KKAL
- Paso Robles, California; United States;
- Broadcast area: San Luis Obispo, California
- Frequency: 92.5 MHz
- Branding: The Krush 92.5

Programming
- Format: Adult album alternative
- Affiliations: Jones Radio Network

Ownership
- Owner: American General Media; (AGM California);
- Sister stations: KKJG, KSTT-FM, KVEC, KZOZ

History
- First air date: November 20, 1972
- Former call signs: KPRA (1972–1982); KDDB (1982–1999); KWSR (1999–2004);

Technical information
- Licensing authority: FCC
- Facility ID: 64343
- Class: B
- ERP: 4,800 watts
- HAAT: 453 meters (1,486 ft)
- Transmitter coordinates: 35°21′40″N 120°39′21″W﻿ / ﻿35.36111°N 120.65583°W

Links
- Public license information: Public file; LMS;
- Webcast: Listen live
- Website: krush925.com

= KKAL =

KKAL (92.5 FM, "The Krush 92.5") is a commercial radio station that is licensed to Paso Robles, California and serves the San Luis Obispo area. The station is owned by American General Media and broadcasts an adult album alternative (AAA) radio format.

KKAL is notable due to its linkage to the area's wine industry and culture, both in its imaging (e.g. the "Krush" name, as in crushed grapes) and various wine-related programs that air regularly. The studios and offices are on Sacramento Drive in San Luis Obispo and the transmitter is off TV Tower Road in Santa Margarita.

==History==

===Early years===
KKAL first signed on November 20, 1972 as KPRA, the sister station to KPRL (1230 AM), with a country music format. In December 1982, KPRA switched its call sign to KDDB but kept the country format.

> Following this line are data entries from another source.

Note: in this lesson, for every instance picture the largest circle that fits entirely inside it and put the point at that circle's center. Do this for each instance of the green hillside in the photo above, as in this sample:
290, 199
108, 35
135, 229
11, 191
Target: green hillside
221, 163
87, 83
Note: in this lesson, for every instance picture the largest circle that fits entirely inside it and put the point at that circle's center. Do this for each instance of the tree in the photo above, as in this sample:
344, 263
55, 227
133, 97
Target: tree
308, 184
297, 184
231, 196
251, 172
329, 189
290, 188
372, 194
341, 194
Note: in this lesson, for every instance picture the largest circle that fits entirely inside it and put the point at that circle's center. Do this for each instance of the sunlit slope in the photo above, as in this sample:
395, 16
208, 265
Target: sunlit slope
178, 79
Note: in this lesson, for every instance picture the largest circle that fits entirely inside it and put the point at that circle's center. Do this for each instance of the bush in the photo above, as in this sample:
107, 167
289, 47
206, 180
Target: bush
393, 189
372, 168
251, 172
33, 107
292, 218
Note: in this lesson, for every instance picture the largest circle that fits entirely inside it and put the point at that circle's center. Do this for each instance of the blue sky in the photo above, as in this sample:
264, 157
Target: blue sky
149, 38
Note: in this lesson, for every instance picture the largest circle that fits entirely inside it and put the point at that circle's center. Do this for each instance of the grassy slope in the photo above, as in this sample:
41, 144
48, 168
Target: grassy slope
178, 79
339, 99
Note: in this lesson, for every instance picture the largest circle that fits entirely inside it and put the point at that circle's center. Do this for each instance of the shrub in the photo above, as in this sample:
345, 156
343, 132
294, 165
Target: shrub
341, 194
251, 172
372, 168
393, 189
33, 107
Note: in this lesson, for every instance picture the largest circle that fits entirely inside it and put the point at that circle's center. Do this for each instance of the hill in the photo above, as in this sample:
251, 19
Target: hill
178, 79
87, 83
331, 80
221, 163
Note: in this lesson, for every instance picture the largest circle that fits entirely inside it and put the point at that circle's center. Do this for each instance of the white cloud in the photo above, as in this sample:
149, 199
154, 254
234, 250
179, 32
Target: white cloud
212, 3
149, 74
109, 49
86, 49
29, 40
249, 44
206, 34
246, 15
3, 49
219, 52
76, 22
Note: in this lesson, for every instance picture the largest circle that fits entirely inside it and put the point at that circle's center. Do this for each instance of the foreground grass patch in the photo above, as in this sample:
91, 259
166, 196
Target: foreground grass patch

In April 1991, Owensville Communications Company sold KDDB to Zindy Broadcasting, headed by Stephen B. Jones, for $350,000.

===American General Media era (1997–present)===
In 1997, American General Media purchased KDDB for $675,000. The country format lasted until 2000, when the station became KWSR, a modern adult contemporary outlet known as "Star 92.5". In 2004, the station changed its call letters to KKAL and flipped to classic country, a format that lasted only two years.

In April 2007, KKAL switched formats to hot adult contemporary with the new moniker "The Krush @ 92.5". This branding is inspired by the surrounding Paso Robles wine country, conjuring up images of the vineyards that host wine tasting tours that have grown in popularity.